うそだろ。こんなのがあるなんて知らないぞ。
「さ、下へ行くぞ」
「「…………」」
穴には地下へと続く階段があった。
王族の直系だったとか、そんなのが吹き飛ぶほどの衝撃だ。
僕はここで生まれ育った。
何度も守護岩を見てきたんだ。
神様と崇めていた物の裏側に、秘密があったなんて。
これも村の大人だけが知る秘密?
先に一体何があるんだ??
「明るくなってきた?」
「水の音がします」
暗い湿った空気が満ちた階段を降り続けて十分ほど経過、底の方からうっすらと明るさが上ってきていた。
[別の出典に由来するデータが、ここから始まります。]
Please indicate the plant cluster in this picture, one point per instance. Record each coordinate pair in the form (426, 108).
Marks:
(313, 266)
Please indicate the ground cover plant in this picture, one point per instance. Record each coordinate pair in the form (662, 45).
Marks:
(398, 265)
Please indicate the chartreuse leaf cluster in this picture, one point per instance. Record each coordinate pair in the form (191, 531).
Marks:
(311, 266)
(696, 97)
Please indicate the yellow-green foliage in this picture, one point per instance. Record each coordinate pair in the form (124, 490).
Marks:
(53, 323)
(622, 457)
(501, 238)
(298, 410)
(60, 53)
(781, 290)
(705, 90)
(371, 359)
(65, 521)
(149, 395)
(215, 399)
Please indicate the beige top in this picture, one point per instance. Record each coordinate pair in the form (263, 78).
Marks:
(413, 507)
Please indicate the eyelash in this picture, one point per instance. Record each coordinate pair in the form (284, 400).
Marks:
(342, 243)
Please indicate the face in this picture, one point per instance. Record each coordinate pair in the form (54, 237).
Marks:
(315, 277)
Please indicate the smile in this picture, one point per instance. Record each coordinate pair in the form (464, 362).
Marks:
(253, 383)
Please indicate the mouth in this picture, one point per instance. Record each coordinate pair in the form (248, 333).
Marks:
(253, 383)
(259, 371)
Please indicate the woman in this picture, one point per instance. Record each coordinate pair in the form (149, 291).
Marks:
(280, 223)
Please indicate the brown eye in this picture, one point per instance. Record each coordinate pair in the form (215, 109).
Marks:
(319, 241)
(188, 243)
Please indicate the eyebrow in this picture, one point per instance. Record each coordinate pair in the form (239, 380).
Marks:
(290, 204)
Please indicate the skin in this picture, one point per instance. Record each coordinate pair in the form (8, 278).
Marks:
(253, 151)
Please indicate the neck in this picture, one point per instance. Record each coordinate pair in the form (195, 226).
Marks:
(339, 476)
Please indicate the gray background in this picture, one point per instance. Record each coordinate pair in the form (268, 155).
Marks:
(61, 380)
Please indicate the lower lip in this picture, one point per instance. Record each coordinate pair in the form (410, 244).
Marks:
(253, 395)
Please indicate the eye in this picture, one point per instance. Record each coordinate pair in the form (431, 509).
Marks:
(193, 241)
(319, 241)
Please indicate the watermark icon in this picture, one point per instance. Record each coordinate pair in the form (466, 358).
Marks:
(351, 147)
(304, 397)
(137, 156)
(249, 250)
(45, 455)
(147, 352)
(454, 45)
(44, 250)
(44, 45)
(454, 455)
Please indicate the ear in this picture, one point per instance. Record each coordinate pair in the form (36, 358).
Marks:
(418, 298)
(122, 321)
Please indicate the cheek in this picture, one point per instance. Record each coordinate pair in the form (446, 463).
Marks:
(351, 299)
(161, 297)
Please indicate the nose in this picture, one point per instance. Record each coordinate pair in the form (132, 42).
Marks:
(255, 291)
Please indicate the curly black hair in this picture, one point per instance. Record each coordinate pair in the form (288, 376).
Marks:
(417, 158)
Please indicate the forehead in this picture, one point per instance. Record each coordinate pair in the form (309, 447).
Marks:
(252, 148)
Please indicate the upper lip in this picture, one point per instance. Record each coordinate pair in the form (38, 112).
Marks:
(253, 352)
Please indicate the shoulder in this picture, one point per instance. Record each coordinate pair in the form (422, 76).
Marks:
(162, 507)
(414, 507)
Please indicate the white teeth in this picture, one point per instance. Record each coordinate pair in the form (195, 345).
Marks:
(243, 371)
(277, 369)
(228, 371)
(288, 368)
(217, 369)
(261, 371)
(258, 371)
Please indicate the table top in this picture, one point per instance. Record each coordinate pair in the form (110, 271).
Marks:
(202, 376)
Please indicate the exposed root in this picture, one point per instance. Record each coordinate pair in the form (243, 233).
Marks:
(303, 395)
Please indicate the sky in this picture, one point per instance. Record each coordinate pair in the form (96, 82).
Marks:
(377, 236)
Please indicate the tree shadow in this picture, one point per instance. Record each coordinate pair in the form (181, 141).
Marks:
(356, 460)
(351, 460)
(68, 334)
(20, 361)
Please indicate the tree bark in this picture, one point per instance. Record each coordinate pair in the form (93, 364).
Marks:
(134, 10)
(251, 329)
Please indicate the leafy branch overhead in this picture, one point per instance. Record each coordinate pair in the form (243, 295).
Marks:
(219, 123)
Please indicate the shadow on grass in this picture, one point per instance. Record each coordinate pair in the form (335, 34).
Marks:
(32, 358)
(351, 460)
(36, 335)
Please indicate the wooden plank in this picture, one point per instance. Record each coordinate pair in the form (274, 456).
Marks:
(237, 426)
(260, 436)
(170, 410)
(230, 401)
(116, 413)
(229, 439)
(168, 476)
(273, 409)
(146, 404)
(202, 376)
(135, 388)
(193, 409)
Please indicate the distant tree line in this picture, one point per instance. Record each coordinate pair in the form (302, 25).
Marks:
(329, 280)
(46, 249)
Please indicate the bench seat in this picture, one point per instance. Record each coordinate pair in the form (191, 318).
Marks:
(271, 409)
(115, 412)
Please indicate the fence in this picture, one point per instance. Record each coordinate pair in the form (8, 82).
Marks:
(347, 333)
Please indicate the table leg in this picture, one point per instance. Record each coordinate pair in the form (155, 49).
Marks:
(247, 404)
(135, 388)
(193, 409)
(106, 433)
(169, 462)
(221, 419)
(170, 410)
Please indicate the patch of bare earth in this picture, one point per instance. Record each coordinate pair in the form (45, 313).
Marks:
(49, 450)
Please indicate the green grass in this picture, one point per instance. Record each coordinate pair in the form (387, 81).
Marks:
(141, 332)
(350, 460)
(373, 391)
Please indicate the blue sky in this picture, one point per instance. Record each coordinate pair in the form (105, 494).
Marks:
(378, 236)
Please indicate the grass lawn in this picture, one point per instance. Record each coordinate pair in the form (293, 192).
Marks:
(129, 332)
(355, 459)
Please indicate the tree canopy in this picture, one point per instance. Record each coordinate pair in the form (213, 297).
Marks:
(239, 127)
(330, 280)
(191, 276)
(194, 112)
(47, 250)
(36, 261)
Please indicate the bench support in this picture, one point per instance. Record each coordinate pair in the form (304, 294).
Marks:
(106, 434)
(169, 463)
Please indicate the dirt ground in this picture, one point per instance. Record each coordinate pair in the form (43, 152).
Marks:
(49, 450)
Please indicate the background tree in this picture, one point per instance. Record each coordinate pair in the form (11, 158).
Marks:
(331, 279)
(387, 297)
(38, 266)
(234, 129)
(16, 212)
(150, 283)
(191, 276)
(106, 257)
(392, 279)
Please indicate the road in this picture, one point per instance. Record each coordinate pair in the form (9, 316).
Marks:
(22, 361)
父さんは未だ言葉数は少なく、必要以上のことを言ってくれない。
黙々と案内するように前を進んでいる。
うっ、なんだここ。
広い空間に出たところで、天井から降り注ぐ光に目を塞ぐ。
ちょろちょろ水音が聞こえた。
足の下にある感触も草を踏んだように柔らかい。
「アキト、ここにも私達と同じ場所が!」
「……地下空間?」
目が慣れてすぐに周囲を確認する。
天井からは陽光に似た光が下を照らし、地面には青々とした草花が覆っていた。
ぐるりと取り囲む壁には苔が張り付いていた。
さらに地面には編み目のように水路が張り巡らされ、透き通るような綺麗な水が流れ続けている。
大きな円筒形の空間。
村の地下にこんな場所が。
僕はすぐにソレを見つけた。
金属製の棺桶のような物体。
透明な蓋は上部へと開いたままになっている。
ところどころ苔が張り付き、相当に古い物だと一目で察した。
父さんはその物体に近づいて懐かしそうに撫でた。